Richard Haigh, Managing Director of Brand Finance
The world’s most valuable apparel brands in 2018 and what you can learn from them. `
Every year, leading valuation and strategy consultancy Brand Finance values the world’s biggest brands with the world’s 50 most valuable apparel brands included in the Brand Finance Apparel 50 (2018) league table.
This year, Nike Does it Again as World’s Most Valuable Apparel Brand, retaining its top spot despite brand value dropping to US$28.0 billion.
Although defending second place, H&M is feeling Zara hot on its heels. The brand value of H&M is down 1% to US$19.0 billion with significant pressure upon its bricks and mortar retailing strategy from online competitors. Zara is up 21% to US$17.5 billion – a successful year significantly narrowing the gap.
“The top four brands in apparel are here to stay. However, steep competition to maximize on the sporting apparel trend, coupled with increased choice and information for the consumer could threaten Nike’s future position in the rankings,” commented Richard Haigh, Managing Director of Brand Finance.

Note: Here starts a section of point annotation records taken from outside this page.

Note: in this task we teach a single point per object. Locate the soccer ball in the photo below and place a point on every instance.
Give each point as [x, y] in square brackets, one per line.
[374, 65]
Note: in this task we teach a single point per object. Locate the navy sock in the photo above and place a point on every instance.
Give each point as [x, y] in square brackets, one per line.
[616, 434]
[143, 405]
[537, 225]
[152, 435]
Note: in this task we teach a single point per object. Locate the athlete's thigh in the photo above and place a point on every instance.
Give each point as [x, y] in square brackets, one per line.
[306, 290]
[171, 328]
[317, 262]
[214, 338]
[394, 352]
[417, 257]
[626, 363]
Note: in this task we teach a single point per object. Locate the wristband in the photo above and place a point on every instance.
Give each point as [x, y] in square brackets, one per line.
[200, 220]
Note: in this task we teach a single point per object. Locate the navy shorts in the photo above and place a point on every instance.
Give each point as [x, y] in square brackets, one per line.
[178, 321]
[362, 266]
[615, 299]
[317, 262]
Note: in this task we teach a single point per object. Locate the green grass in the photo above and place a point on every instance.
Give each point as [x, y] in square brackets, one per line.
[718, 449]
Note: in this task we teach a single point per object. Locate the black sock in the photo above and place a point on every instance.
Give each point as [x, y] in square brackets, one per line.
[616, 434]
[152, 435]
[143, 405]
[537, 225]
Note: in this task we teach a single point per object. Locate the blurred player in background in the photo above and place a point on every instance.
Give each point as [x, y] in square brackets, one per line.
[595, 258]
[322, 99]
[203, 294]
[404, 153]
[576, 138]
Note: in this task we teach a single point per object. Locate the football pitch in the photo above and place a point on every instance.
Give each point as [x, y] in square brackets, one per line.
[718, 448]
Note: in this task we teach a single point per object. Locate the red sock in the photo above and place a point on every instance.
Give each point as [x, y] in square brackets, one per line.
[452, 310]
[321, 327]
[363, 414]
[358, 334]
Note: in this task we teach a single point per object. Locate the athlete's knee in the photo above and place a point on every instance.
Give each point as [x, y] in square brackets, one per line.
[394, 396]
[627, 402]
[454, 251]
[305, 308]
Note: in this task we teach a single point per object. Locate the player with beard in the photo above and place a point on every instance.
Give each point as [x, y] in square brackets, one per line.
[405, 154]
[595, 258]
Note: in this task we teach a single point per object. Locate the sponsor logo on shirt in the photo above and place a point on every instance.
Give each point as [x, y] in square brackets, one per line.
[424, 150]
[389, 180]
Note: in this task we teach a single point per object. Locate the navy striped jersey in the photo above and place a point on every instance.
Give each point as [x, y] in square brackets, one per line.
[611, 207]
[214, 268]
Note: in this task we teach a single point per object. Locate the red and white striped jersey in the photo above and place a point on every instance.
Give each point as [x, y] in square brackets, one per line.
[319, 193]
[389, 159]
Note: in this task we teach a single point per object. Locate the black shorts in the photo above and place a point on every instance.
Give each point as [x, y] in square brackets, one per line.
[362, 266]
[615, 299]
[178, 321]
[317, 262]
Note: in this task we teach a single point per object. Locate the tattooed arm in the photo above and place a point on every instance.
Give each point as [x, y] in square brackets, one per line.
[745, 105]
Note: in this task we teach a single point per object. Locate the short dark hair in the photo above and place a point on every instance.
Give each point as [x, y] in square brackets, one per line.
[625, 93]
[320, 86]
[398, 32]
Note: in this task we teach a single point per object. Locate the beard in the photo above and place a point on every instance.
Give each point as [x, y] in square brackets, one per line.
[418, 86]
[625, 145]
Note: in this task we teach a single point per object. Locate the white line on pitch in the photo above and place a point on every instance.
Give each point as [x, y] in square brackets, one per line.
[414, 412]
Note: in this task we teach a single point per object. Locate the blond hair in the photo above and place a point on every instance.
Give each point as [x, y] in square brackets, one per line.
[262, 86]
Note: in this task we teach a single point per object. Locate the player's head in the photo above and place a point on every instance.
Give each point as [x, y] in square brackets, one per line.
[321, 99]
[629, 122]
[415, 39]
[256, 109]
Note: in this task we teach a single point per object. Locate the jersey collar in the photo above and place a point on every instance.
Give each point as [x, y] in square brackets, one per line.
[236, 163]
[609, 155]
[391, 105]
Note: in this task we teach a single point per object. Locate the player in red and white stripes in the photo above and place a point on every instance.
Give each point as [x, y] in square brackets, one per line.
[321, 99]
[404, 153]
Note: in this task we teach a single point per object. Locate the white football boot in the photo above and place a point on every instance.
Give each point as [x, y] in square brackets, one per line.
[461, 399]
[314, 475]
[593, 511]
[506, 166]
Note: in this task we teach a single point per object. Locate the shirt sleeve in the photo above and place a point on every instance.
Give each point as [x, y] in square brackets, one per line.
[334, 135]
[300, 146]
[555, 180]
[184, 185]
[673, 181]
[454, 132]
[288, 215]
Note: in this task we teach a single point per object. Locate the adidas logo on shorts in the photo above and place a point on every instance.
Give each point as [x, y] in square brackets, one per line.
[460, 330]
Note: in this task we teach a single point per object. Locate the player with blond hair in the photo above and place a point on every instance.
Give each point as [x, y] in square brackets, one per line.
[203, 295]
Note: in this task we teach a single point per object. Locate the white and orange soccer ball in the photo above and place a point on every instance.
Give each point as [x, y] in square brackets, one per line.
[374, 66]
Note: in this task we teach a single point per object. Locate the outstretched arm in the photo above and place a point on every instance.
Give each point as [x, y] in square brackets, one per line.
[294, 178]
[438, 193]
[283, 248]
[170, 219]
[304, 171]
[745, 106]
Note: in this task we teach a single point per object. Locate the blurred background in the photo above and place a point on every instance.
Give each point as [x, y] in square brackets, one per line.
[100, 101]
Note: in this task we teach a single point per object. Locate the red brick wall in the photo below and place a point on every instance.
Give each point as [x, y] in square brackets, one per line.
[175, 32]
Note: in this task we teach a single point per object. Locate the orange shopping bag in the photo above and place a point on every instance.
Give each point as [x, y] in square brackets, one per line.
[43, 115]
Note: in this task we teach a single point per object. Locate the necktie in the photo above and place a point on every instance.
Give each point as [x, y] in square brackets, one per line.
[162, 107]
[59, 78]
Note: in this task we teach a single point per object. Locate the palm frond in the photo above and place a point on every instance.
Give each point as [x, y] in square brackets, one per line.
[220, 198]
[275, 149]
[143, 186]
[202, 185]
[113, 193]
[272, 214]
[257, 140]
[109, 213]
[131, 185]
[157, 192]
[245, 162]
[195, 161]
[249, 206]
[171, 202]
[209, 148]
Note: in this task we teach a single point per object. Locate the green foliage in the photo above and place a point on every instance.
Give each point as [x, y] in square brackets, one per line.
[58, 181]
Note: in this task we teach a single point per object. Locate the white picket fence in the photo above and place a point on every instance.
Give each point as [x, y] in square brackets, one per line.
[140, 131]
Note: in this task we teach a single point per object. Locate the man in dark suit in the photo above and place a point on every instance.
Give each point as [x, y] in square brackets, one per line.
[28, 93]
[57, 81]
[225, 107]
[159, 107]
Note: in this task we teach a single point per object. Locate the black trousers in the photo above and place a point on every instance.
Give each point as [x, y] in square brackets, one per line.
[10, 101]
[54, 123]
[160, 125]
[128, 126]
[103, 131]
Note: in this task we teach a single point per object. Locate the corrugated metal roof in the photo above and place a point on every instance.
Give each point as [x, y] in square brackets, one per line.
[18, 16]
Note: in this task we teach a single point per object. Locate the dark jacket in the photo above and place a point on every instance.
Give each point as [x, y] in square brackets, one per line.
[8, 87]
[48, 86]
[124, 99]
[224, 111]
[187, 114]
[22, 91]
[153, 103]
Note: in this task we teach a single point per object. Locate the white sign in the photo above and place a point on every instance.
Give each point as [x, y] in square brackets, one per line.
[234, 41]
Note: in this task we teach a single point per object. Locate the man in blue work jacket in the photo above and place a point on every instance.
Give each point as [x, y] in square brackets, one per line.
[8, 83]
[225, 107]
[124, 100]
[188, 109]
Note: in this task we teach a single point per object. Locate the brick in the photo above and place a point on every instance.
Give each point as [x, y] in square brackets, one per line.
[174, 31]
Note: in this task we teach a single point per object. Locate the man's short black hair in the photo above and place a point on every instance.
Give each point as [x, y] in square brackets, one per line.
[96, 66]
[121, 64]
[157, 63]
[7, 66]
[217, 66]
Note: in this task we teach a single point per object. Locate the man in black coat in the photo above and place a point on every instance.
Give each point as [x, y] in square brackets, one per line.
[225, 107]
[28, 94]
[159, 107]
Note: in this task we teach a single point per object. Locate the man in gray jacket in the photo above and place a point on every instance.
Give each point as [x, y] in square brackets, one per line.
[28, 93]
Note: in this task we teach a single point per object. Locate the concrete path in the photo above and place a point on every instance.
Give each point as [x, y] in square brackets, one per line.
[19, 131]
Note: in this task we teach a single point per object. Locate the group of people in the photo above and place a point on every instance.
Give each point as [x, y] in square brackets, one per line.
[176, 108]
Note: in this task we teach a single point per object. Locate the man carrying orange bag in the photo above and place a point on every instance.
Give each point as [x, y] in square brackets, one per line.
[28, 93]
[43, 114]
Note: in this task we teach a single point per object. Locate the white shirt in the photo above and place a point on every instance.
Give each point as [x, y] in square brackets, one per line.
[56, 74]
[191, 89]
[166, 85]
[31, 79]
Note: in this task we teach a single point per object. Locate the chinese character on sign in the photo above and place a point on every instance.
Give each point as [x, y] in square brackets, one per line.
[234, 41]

“This year, Adidas’ brand value is further encroaching on the incumbent champion, which has suffered significant loss to brand value. Empowerment to the consumer is having a wide-spread impact on the industry, allowing fast-fashion retailer Zara to reign supreme on the high street, challenging H&M and leveraging both online and offline sales platforms to meet consumer demands for variety, fashion and low prices.”
The top four luxury brands, Hermès (up 36% to US$11.3 billion), Louis Vuitton (up 17% to US$10.5 billion), Cartier (up 45% to US$9.8 billion), and Gucci (up 25% to US$8.6 billion) each recorded very strong brand value growth as consumers in emerging markets are increasingly reaching for luxury products over commoditised ones.
While each of these four luxury brands grew in value, Hermès has taken a leadership role with a brand focus on product and independence. In doing so, Hermès has developed a brand perception that is impossibly exclusive but still widely available, subsequently enhancing capabilities of strong revenue growth.
What can small businesses take from this? Luxury is alive and well. The modern customer wants choice and expects information on everything from a products’ origin to its effect on the planet and the people behind it. Exclusivity is king – yet make it modifiable for all.